On Healing 10/20/2003: First treat alcoholism, then anxiety

Dear Dr. Dan,

My adult brother has a serious anxiety disorder. He lives alone and, although he still has a job, he only reports to it sporadically. The thought of being at work, or for that matter around people, causes panic attacks. He has turned to alcohol and has been hospitalized for this several times.

He has sought psychological assistance in the past but has rejected it, claiming it doesn’t help. He seems to have convinced himself that his problems are physical. Now he complains that his liver hurts!

In an attempt to help alleviate some of his distress, my husband and I allowed him to live with us and taxied him back and forth from his job for a few weeks. We thought this might provide some inducement to attend work and have an alcohol-free environment in the evenings, but this too failed. He returned to his home on the weekend, binged, and ended up back in the hospital.

While in the hospital, he was recommended to an in-patient psychological program but refused it. He’s now back home, left to his own devices.

What else can we do for him? Leaving him alone simply doesn’t feel right. We are at our wits’ end and are looking for any advice, either to help him or us.

Your brother does not sound like a man who wants to go downhill. He sounds like a man who is trying to manage his life, but in all the wrong ways.

Of course, no one can make a diagnosis based on a letter, but it sounds like his problems begin with an anxiety disorder and the alcohol abuse is, in part, an attempt to manage that anxiety. Nevertheless, the addiction must be addressed first because treatment for anxiety disorders will not work if someone is drinking or taking drugs.

John Grayson agrees.
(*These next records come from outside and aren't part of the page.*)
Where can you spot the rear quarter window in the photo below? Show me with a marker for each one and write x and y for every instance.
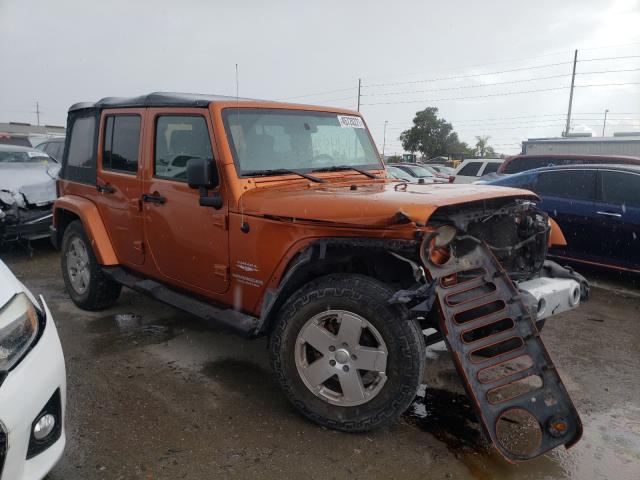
(471, 169)
(575, 184)
(621, 188)
(79, 163)
(491, 167)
He is the director of the Anxiety and Agoraphobia Treatment Center in Bala Cynwyd, and author of Freedom From Obsessive-Compulsive Disorder. “Although it sounds like the anxiety is primary,” Grayson says, “we cannot work with someone who is not sober, and my guess is he will have a great deal of difficulty not giving in to the urge to drink. So hospitalization and detoxification would be a good start, but in many respects, the hard work would begin after he got out.”

The fact that therapy has not worked in the past is not of great concern as we know that traditional talk therapy is usually not helpful with anxiety disorders, and that a specific behavioral therapy usually gets results.
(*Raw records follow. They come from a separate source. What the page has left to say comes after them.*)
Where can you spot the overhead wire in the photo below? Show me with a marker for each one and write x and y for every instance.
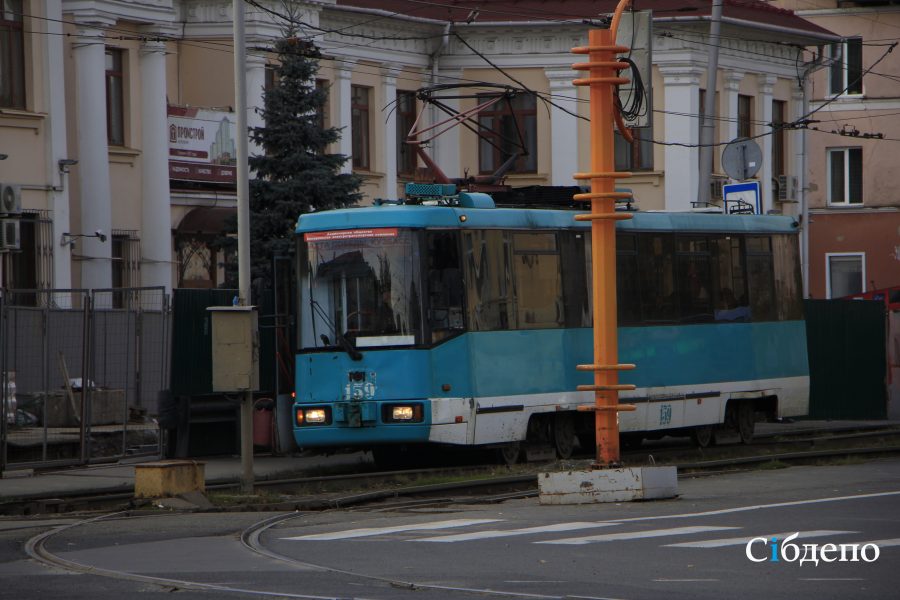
(547, 98)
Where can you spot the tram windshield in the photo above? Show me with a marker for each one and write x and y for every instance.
(361, 286)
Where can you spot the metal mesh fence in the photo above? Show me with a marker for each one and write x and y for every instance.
(87, 368)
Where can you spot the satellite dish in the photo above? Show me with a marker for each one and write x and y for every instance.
(741, 158)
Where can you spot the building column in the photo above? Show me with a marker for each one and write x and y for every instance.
(93, 157)
(256, 84)
(563, 126)
(389, 141)
(343, 74)
(445, 150)
(682, 99)
(731, 85)
(156, 219)
(764, 101)
(57, 145)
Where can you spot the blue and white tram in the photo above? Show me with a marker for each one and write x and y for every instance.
(463, 324)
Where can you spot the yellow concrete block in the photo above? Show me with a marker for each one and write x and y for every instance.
(168, 478)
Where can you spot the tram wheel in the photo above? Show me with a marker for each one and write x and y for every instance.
(703, 436)
(746, 421)
(564, 435)
(509, 454)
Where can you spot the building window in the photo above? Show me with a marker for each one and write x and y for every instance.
(638, 155)
(359, 125)
(778, 111)
(406, 118)
(115, 98)
(745, 116)
(845, 175)
(12, 55)
(126, 261)
(323, 116)
(845, 75)
(845, 274)
(506, 128)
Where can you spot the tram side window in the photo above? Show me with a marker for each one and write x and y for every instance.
(445, 287)
(659, 302)
(694, 279)
(488, 275)
(760, 278)
(576, 279)
(730, 297)
(788, 283)
(628, 297)
(537, 279)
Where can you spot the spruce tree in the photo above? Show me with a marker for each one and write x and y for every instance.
(294, 174)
Grayson said that “therapy begins with understanding the fear and what it means. For example, if this man’s anxiety about people is about wondering what people are thinking about him, through cognitive techniques we could help him understand the distortion in his thinking and that it is unlikely that everyone will dislike him nor is it likely that everyone will like him.”

Grayson continues, “Often people with anxiety disorders get pretty rigid ideas of what situations they cannot tolerate. So they engage in behaviors that inevitably make the anxiety worse. Part of that treatment is to help them understand that whatever they feel they cannot live with, they probably can.

“The long-term prognosis of people with anxiety disorders is hopeful. Treatment is not easy and involves facing anxiety, but those we work with must understand that no matter how difficult treatment is, what they’ve lived with every day is worse.”

Although the alcohol abuse may have begun as an effort to control his anxiety, it sounds like he may have an addiction which needs its own treatment. So, in addition to his therapy for anxiety, he should be attending several Alcoholics Anonymous meetings a week. Although he may find this quite burdensome at first, a commitment to this kind of treatment could be especially helpful to your brother, as he will find himself surrounded with people who accept him for who he is.

As you read all of this, you are probably thinking: “Sounds great, but remember he won’t do anything for himself.”

So what can you do?

Stop enabling him; do not make it easy for him to be an unemployed substance abuser. If you want to keep him in your home, keep him there with rules. Insist that he go to both AA and therapy while he lives there. If you catch him high or drunk, he is out. Make it impossible for him to stay there if he is anything but clean and sober.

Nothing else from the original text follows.